Controversial tender conditions
The Kamalapur ICD tender has been mired in controversy since its inception, primarily due to specific eligibility criteria that many industry stakeholders claim were designed to favour a particular company.
When the CPA first invited tenders on June 18, 2023, it included conditions requiring bidders to have extensive prior experience in handling container operations involving both railway wagons and sea-going vessels. Additionally, contracts cited as experience needed to be at least 70 per cent complete.
Industry representatives, particularly private ICD owners, objected to these criteria, arguing that they effectively excluded most local operators from participating. They filed complaints with both the CPA and the Central Procurement Technical Unit (CPTU), claiming the tender was tailored to benefit a single company.
In response to the objections, the CPA cancelled the initial tender and issued a revised one on September 12, 2023. However, the same contentious conditions were retained, prompting further criticism.
Stakeholders alleged that the requirement for experience in loading containers onto sea-going vessels was irrelevant to Kamalapur ICD’s operations, which are limited to rail-based container handling. They argued that such conditions were repeatedly inserted to restrict competition.
Political transition and fresh tender
Following the fall of the Awami League government amid a student-led uprising, the tender process was temporarily scrapped. During this period, Saif Powertech was allowed to continue operations under the DPM system to maintain service continuity.
Later, on April 7, 2025, the CPA issued a fresh open tender for a five-year contract, removing the controversial experience requirement in an effort to encourage broader participation.
The move was welcomed by logistics sector stakeholders, including berth operators and ICD owners, who expected a more competitive bidding process. However, the optimism was short-lived as fresh legal challenges emerged, once again halting progress.
Industry concerns and legal battle
Private ICD owners maintain that the repeated delays are disrupting fair competition and undermining confidence in the tendering process. They argue that container handling at Kamalapur ICD is similar to operations carried out by private ICDs and port berth operators, using comparable equipment and processes.

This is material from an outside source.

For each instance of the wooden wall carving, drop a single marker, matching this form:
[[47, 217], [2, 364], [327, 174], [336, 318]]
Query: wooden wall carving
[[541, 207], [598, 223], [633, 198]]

According to them, the condition requiring experience in rail-based container handling was unnecessary, as many domestic operators possess the technical capability to perform such work.
On the other hand, Saif Powertech has defended its position, citing the sensitive nature of rail-based container transportation. The company’s Managing Director Tarafdar Ruhul Amin said no other local operator has comparable experience in handling such operations.

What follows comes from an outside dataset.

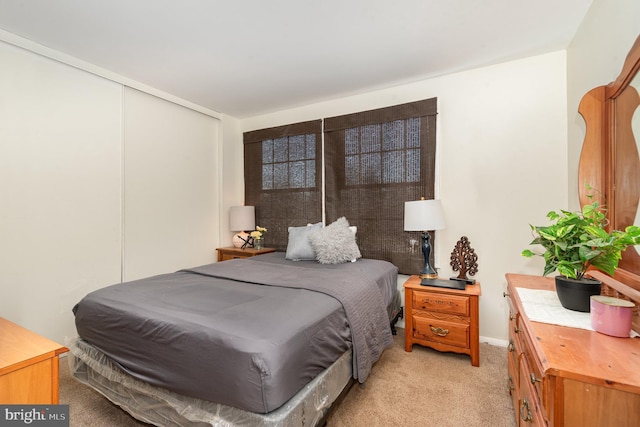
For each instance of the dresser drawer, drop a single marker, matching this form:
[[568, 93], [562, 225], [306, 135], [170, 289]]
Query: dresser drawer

He explained that the CPA’s decision to remove the condition related to railway container handling experience prompted the company to seek legal recourse. The court subsequently issued a stay order in response to the case.
Established in 1987, Kamalapur ICD plays a crucial role in Bangladesh’s logistics network by easing pressure on the Dhaka-Chattogram highway. The facility enables efficient movement of containers between the country’s main seaport in Chattogram and the capital city Dhaka via rail.
Import containers arriving at Chattogram Port are transported by train to Kamalapur ICD, where consignees take delivery. Conversely, export goods are consolidated at the ICD and shipped to the port for onward transportation.
Despite its importance, Kamalapur ICD handles only a small portion of the port’s overall container throughput. In the 2024–25 fiscal year, Chattogram Port handled a total of 3,296,066 TEUs, of which 72,998 TEUs were processed at the Kamalapur facility.